So where did all this Space Agency stuff come from ? Here are a few thoughts and links before the lift off.
Joined Up Space.
We already have the British National Space Agency. Its a kind of loose partnership, a central bureaucratic node, and a fairly low key PR machine. It doesn’t actually do stuff. So the idea is that we need an Executive Agency. This was nicely explained the other day by Paul Murdin on the Radio 4 show, Material World. The idea of the new agency was announced in December 2009, and the transition plan seems to be being handled by BNSC. The key bodies are the UK Space Board (chaired by Keith Mason) and the Space Advisory Council (chaired by Dick Holdaway), so the STFC/RAL/Harwell nexus is well represented there…
Astro PR Value.
What really strikes me is that on the BNSC front page, half the stories are usually about astronomy, and the glitzy “UK in Space” video is dominated by pictures of the Universe. Astronomical activity in space obviously has an enormous PR value. How do we capitalise on that ?
The Growth Strategy.
The space agency idea could be seen in the context of the existing UK Civil Space Strategy 2008-2012, but the real action started since Drayson took over. The “Space Innovation and Growth Strategy” has its own website. Its key report is really worth a read. Its not just the usual cotton wool. Its full of hard stuff, deliverables and dates.
- The current civil space budget is £268M
- Right now that is way behind France, Italy and Germany – see the graph in this BBC article.
- The IGS report proposes to double this to £550M in 10 years
- The claim is that although we are talking about a Government spend of £270M, the value to the economy is £6.5bn; and after doubling government spend to £550M we get a value of £40bn. I guess I need to read the report to understand this….
- The idea is to fund capital investments using PFI : commerce puts up the money but the government underwrites, by promising to be the main customer. In other words we pay later. PFI is the Gordon Brown Big Idea.
- Out of that £268M, STFC is £118M – see this BNSC web page.
Research Councils come, Research Councils go, but The Lab goes on forever.
So… we need an Executive Agency. An organisation that does stuff. But who does stuff now ? Well… apart from the industrial companies …. RAL. Two other things may slot in here. The first is the new ESA centre at Harwell. An agreement with ESA was made in November 2008, and the centre physically launched in July 2009. It is initially in temporary accomodation in the ATLAS centre. The second thing is the International Space Innovation Centre (ISIC). This was originally one of STFC’s Gateway Centres, along with the Detector Systems Centre, the Hartree Centre, and the Imaging Solutions Centre. The new version of that web page has removed ISIC, but it is still listed as one of the Gateway Centres here. The BNSC web site has an information document about ISIC which is linked to this page. This explains that ISIC will be a purpose built building or buildings at Harwell, and that the ESA centre will be located inside it once it is ready.

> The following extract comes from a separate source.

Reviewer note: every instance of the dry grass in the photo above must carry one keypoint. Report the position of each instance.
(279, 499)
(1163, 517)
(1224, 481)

So we see the final piece of the puzzle in recommendation 14.1 of the IGS report : the UKESA to relocate to Harwell July 2011. Those guys at The Lab plan ahead, boys and girls.
Very clearly the new UKESA is about commercial space activity, not about science done from space. The IGS report doesn’t even mention astronomy, or even moon exploration. However, a considerable proportion of the current government spend is about space science of one kind or another, and as I have noted above, it is used very heavily for PR. What are the plans ? One key issue of interest to us all is what happens to the space science budget as well as the ESA subscription – not the grants for postdocs to exploit ESA facilities, which will presumably stay with STFC and/or its successor, but the budget for University groups who want to design and build instruments for those missions. Personally I think multiple sources of funding for astronomy, as opposed to a single government route, could be a healthy thing. But … we need to watch the peas under the cup. Meanwhile, there is another key issue which I haven’t yet heard others fret about … will design and build effort be more concentrated than at present ? Is this good news or bad news for Leicester, MSSL, Birmingham, and the ATC ? Is it gravy for all, or time to rationalise somewhere near the dreaming towers of Didcot ? Sorry, that should have been “steaming towers”.
The IGS report speaks of “hub and spokes” but the next few months or so could be crucial in understanding what that means.